Lunio R, Sawicki W
Department of Pharmaceutical Technology, Medical University of Gdansk, Poland.
Pharmazie. 2008 Oct;63(10):731-5.
The influence of pellet core ingredients on pellet behaviour, e.g. during compression, is well known. In this study the influence of components of a Kollicoat SR polymer film on mechanical properties was investigated. The aim of this study was to evaluate the influence of polymer film components on the mechanical properties of the pellet as a whole, from the point of view of tableting. Tablets should disintegrate into undeformed pellets floating in this environment for 5-6 h, releasing the model drug--verapamil hydrochloride--if possible in a controlled way. The usefulness of texture analysis and work of compression measurement was also evaluated. Kollicoat SR in the form of a 30D aqueous dispersion was chosen as the main component of the polymer film. Polyvinyl pyrrolidone K-30 as a pore former, and propylene glycol, triethyl citrate and dibutyl sebacate plasticisers were selected as typical additives. The influence of different thickness of polymer film on behaviour during stress was also evaluated. After coating the cores with a 20 microm Kollicoat SR dispersion film, an increase in mechanical strength, in comparison to the pellet core, was observed (2.74 to 3.34 mJ). Addition of porophor increased the work of compression by 50% to 5.1 mJ. The investigation of the influence of plasticiser on film properties proved that the kind of plasticiser used in the polymer film had no effect on the mechanical properties of the film or pellets. Only in the case of the film with triethyl citrate was no distinct of the pellet core found. Pellets coated both with films with triethyl citrate and with dibutyl sebacate, in contrast to pellets with a film coating with propylene glycol, showed a significant decrease of the dissolution rate of verapamil hydrochloride (20, 10 and 40% at 6 hours, respectively). It is possible to compress pellets with a 50 microm polymer film without affecting the dissolution rate, as was confirmed during release studies. When using Kollicoat SR the most appropriate plasticizer seems to be triethyl citrate, and in this case a change of behavior during compression analysis by texture analyzer was observed. But so relationship was found between the type of plasticizer and the work needed to obtain a given deformation.

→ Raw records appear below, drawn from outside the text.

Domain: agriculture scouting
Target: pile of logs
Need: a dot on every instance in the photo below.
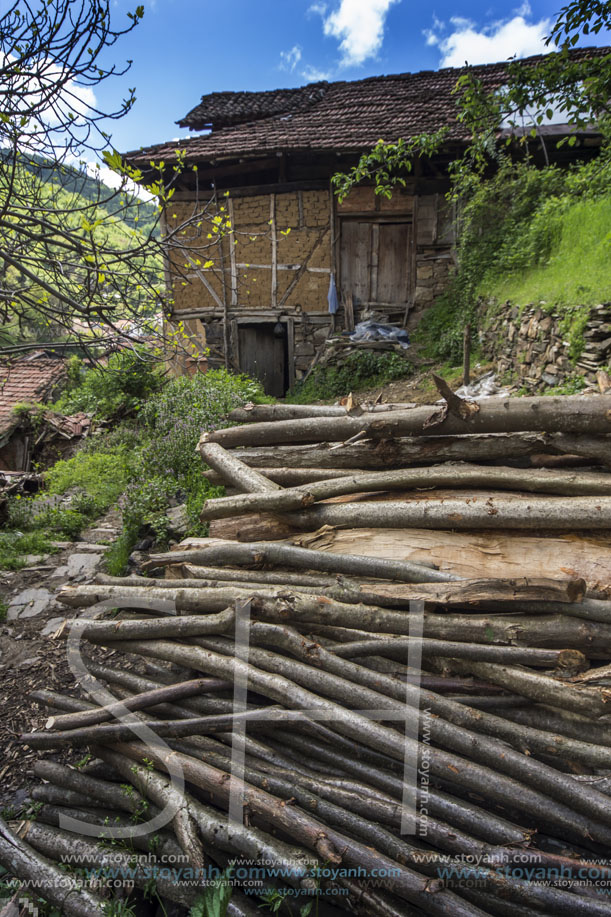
(364, 729)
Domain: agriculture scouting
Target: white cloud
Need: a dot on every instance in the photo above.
(462, 41)
(290, 59)
(359, 24)
(314, 75)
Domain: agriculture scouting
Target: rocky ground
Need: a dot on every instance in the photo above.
(30, 657)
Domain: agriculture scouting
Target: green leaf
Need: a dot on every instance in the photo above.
(215, 899)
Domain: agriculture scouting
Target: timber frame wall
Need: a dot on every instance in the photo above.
(276, 262)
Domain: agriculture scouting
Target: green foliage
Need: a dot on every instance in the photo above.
(215, 899)
(102, 475)
(566, 258)
(116, 390)
(169, 469)
(527, 235)
(388, 164)
(15, 545)
(361, 369)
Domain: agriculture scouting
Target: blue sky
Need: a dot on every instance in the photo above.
(185, 48)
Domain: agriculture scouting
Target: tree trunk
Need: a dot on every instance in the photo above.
(472, 476)
(303, 559)
(425, 450)
(566, 414)
(253, 413)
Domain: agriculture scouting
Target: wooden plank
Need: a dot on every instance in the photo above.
(355, 250)
(393, 267)
(376, 238)
(232, 260)
(272, 218)
(263, 356)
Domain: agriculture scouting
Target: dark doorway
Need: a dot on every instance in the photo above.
(264, 355)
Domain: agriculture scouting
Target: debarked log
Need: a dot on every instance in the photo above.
(256, 553)
(470, 513)
(424, 450)
(565, 414)
(448, 475)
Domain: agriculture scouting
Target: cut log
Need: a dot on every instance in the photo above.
(300, 558)
(254, 413)
(535, 514)
(476, 652)
(590, 702)
(566, 414)
(138, 702)
(473, 555)
(235, 472)
(569, 483)
(414, 450)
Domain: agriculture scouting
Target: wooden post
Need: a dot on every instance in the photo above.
(467, 356)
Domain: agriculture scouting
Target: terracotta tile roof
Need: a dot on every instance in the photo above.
(32, 379)
(343, 116)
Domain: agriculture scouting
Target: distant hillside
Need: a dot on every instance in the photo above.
(137, 214)
(70, 197)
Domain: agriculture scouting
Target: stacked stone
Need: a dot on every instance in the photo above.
(530, 344)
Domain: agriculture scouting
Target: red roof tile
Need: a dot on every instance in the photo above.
(342, 116)
(30, 379)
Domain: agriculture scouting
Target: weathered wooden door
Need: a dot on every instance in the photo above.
(375, 259)
(263, 355)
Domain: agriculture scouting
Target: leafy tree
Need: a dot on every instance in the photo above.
(579, 87)
(73, 261)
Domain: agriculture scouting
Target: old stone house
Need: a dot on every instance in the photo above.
(261, 163)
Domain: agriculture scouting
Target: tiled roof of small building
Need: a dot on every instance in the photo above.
(340, 117)
(32, 379)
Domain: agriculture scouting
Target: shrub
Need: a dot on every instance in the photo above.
(116, 390)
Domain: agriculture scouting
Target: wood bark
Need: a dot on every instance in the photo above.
(277, 686)
(233, 471)
(381, 455)
(303, 559)
(468, 514)
(589, 702)
(23, 862)
(253, 413)
(476, 652)
(450, 475)
(138, 702)
(565, 414)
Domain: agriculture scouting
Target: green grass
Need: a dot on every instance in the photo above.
(578, 270)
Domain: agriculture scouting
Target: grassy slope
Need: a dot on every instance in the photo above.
(578, 269)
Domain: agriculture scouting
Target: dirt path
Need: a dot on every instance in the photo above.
(30, 658)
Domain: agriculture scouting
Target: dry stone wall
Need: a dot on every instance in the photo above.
(529, 345)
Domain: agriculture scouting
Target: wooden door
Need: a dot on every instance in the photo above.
(375, 259)
(263, 355)
(393, 261)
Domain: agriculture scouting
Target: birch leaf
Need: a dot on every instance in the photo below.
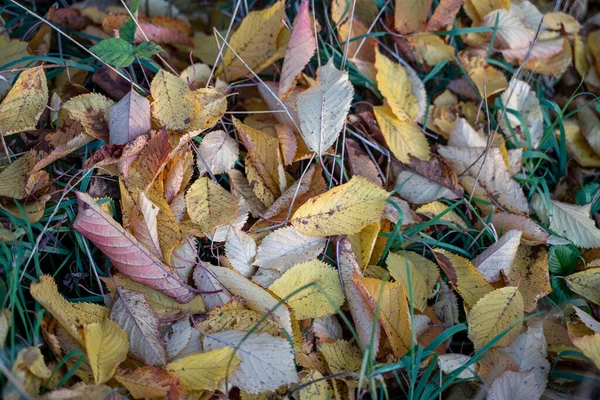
(219, 151)
(403, 137)
(301, 47)
(571, 221)
(310, 302)
(499, 257)
(494, 313)
(266, 362)
(395, 86)
(345, 209)
(322, 108)
(240, 250)
(205, 371)
(106, 346)
(125, 252)
(23, 105)
(209, 205)
(394, 314)
(129, 118)
(170, 105)
(286, 247)
(133, 313)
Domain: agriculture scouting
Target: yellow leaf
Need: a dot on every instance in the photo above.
(345, 209)
(71, 316)
(363, 242)
(586, 283)
(106, 345)
(394, 84)
(423, 275)
(24, 104)
(435, 208)
(529, 272)
(204, 371)
(394, 314)
(257, 41)
(209, 107)
(310, 302)
(494, 313)
(341, 356)
(463, 276)
(404, 137)
(209, 205)
(91, 111)
(164, 306)
(171, 104)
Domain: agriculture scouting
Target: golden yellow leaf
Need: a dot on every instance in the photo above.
(171, 105)
(106, 345)
(146, 382)
(257, 41)
(394, 314)
(435, 208)
(529, 272)
(71, 316)
(209, 107)
(310, 302)
(341, 356)
(164, 306)
(209, 205)
(423, 275)
(204, 371)
(494, 313)
(345, 209)
(404, 137)
(463, 276)
(394, 84)
(91, 111)
(23, 105)
(586, 284)
(363, 242)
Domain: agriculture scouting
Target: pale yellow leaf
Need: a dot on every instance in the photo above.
(205, 371)
(345, 209)
(23, 105)
(311, 302)
(404, 137)
(106, 346)
(171, 105)
(496, 312)
(209, 205)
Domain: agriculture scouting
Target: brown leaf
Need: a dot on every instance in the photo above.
(125, 252)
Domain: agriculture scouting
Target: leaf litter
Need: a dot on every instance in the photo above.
(309, 201)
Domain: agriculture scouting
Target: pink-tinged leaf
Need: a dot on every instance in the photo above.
(125, 252)
(129, 118)
(301, 48)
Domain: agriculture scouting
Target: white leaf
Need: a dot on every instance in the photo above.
(569, 220)
(520, 98)
(129, 118)
(219, 151)
(282, 249)
(213, 294)
(240, 250)
(499, 256)
(266, 362)
(301, 47)
(515, 386)
(133, 313)
(322, 109)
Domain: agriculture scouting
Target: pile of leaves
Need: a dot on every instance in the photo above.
(303, 200)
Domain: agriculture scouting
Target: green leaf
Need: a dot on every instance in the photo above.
(562, 259)
(115, 51)
(147, 49)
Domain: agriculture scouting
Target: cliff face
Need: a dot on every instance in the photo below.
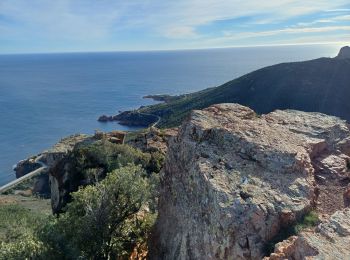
(234, 180)
(49, 159)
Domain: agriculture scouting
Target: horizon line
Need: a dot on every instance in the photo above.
(180, 49)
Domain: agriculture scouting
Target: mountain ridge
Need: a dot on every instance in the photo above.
(319, 85)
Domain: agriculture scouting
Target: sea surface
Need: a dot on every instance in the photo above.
(44, 97)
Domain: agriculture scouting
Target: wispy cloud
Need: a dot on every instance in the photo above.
(120, 24)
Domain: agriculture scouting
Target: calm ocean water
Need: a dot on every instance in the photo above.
(44, 97)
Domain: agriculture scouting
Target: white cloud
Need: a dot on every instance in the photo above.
(90, 20)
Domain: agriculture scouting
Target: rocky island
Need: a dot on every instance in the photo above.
(319, 85)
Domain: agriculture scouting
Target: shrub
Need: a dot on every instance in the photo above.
(106, 220)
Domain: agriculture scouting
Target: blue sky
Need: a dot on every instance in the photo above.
(29, 26)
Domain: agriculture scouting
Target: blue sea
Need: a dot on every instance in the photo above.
(44, 97)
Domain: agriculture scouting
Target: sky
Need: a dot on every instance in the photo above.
(36, 26)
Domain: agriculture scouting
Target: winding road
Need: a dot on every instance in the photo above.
(29, 175)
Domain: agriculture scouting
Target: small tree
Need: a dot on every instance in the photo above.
(107, 220)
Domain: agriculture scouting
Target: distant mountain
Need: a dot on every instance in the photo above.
(320, 85)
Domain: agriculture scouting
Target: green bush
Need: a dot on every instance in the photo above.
(17, 233)
(106, 220)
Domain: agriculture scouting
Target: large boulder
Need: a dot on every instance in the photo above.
(330, 240)
(234, 180)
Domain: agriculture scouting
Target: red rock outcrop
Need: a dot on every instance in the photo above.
(233, 180)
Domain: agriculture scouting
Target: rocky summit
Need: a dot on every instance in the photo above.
(234, 181)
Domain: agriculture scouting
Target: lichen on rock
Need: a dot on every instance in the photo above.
(233, 180)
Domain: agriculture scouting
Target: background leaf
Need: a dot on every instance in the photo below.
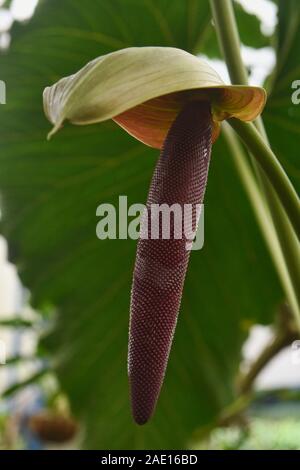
(49, 195)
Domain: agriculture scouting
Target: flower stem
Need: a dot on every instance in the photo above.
(289, 277)
(272, 168)
(273, 179)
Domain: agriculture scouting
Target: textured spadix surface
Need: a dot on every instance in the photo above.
(143, 89)
(179, 178)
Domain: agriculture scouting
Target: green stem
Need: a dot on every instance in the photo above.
(262, 215)
(285, 246)
(229, 40)
(272, 168)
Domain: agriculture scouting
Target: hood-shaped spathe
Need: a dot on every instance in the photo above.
(143, 89)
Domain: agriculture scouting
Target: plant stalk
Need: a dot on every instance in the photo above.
(272, 168)
(284, 237)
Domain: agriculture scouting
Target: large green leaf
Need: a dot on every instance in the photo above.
(50, 192)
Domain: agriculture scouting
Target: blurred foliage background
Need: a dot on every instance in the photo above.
(80, 286)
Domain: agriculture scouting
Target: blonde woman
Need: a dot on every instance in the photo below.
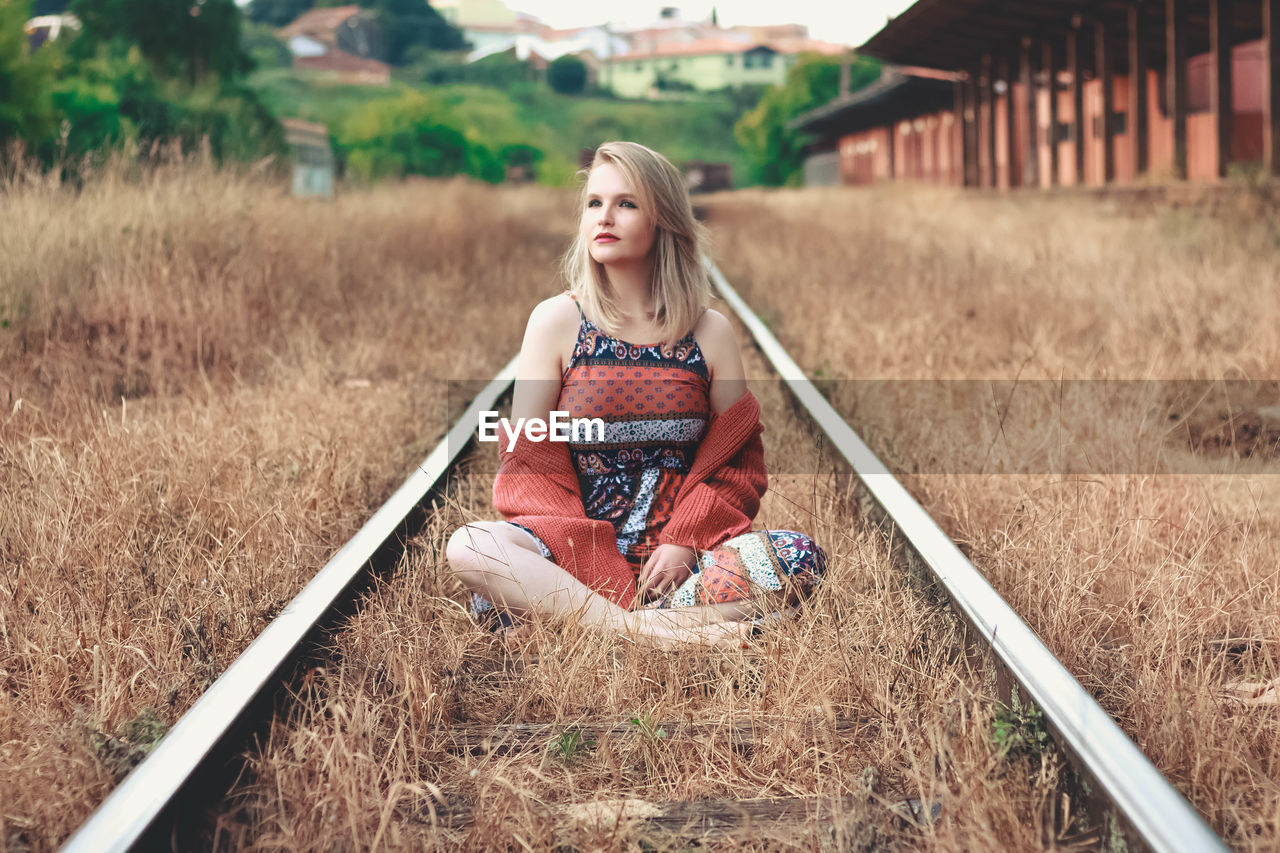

丸芯成分对丸剂行为的影响,例如在压制过程中的影响,是众所周知的。在本研究中,考察了Kollicoat SR聚合物薄膜成分对机械性能的影响。本研究的目的是从压片的角度评估聚合物薄膜成分对整个丸剂机械性能的影响。片剂应崩解成未变形的丸剂,在这种环境中漂浮5 - 6小时,尽可能以可控的方式释放模型药物——盐酸维拉帕米。还评估了质地分析和压缩功测量的实用性。选择30D水分散体形式的Kollicoat SR作为聚合物薄膜的主要成分。选择聚乙烯吡咯烷酮K - 30作为致孔剂,丙二醇、柠檬酸三乙酯和癸二酸二丁酯作为典型的增塑剂。还评估了不同厚度的聚合物薄膜对应力作用下行为的影响。用20微米的Kollicoat SR分散薄膜包衣丸芯后,观察到与丸芯相比机械强度有所增加(从2.74毫焦增加到3.34毫焦)。添加致孔剂使压缩功增加了50%,达到5.1毫焦。对增塑剂对薄膜性能影响的研究证明,聚合物薄膜中使用的增塑剂种类对薄膜或丸剂的机械性能没有影响。仅在含有柠檬酸三乙酯的薄膜的情况下,未发现丸芯有明显变化。与用丙二醇薄膜包衣的丸剂相比,用柠檬酸三乙酯和癸二酸二丁酯薄膜包衣的丸剂显示盐酸维拉帕米的溶出速率显著降低(6小时时分别为20%、10%和40%)。在释放研究中证实,可以压制具有50微米聚合物薄膜的丸剂而不影响溶出速率。使用Kollicoat SR时,最合适的增塑剂似乎是柠檬酸三乙酯,在这种情况下,通过质地分析仪观察到压缩分析过程中的行为变化。但是在增塑剂类型与获得给定变形所需的功之间未发现这种关系。